To reconcile difficulties, this research makes use of a tactical decision scenario (TDS) design. A TDS is a simulation comprised of a series of scenarios and dilemmas that require participants to make decisions and take actions that could impact on the behaviour of others (Crichton et al., 2002). The goal of a TDS is to place individuals in a cognitively complex exercise where they are required to provide a detailed description of how they would respond to unfolding complex situations (Zimmerman et al., 2011). It is referred to as low fidelity becauseinformation is predetermined and standardised rather than interactive. Whilst it may be argued that this detracts from reality where individuals would be able to interact with their environment and actively seek information (as with microworlds), the narrative of the TDS was developed to minimise this weakness.
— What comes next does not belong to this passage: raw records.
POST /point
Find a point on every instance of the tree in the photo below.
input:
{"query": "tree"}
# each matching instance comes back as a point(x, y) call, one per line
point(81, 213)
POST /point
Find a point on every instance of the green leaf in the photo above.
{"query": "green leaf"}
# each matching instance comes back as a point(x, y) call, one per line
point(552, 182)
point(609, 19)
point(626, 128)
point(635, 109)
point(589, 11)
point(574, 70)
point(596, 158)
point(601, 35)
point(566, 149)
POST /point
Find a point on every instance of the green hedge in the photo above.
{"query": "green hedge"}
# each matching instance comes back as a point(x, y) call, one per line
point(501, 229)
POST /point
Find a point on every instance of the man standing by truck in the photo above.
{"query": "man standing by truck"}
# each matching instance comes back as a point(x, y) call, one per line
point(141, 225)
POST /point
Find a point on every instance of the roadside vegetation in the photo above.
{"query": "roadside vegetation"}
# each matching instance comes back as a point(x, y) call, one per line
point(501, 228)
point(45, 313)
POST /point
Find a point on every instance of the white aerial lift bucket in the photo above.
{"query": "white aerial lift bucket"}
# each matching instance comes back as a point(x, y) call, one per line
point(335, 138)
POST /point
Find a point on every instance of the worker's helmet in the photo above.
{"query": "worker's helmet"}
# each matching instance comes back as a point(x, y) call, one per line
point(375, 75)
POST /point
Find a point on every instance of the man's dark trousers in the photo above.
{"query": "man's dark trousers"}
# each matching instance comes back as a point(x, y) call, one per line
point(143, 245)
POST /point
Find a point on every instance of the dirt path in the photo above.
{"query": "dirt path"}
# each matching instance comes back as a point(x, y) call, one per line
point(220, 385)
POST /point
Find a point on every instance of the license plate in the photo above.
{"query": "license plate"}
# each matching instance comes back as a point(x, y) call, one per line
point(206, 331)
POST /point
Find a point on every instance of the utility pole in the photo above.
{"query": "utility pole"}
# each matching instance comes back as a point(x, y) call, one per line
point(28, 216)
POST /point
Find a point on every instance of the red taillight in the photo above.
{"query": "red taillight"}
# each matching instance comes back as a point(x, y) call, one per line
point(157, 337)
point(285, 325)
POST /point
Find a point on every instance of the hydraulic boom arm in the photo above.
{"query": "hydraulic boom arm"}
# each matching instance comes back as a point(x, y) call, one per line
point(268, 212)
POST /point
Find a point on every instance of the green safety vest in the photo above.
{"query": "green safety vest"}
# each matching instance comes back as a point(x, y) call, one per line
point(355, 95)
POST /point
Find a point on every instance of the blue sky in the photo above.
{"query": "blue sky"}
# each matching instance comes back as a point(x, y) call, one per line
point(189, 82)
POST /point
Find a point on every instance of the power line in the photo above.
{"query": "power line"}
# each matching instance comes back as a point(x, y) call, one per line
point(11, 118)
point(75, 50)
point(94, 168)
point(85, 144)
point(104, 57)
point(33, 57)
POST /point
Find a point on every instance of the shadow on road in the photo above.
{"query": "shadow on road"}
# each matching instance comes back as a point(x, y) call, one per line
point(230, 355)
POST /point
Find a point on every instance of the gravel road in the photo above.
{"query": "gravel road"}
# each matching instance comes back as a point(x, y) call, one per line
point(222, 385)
For example, the information given to participants reflected the type of information they would feasibly have access to in real crisis situations and it was realistic that further advice participants may request would not always be available. Overall, the strength of a TDS lies in its ability to provide contexts and problems or tasks that are similar to those practitioners would face in reality in terms of complexity and pressures (time constraints, uncertainty, lack of information and control over pace, ill-defined or conflicting goals and stress). It may be argued that a weakness of the TDS methodology is that it is not interactive, but this lack of interaction gives rise to a host of strengths. For example, participants all receive standard information in the same sequence with the same time delays between presentations of new feeds. Participants therefore all engage in exactly the same procedure meaning there is greater consistency and researchers have greater control over the simulation. It is thus possible to draw firmer conclusions than may be drawn with microworlds but still allowing some complexity present in naturalistic settings. Due to consistency in narrative and procedure TDSs may also be conducted on numerous participants
at once, saving both time and financial cost. Whilst TDSs sacrifice some fidelity possessed by traditional microworlds, they still maintain much of the environmental richness and complexity in addition to allowing researchers greater experimental control. This is a necessary trade-off to make within this research given the novelty of the topic under examination.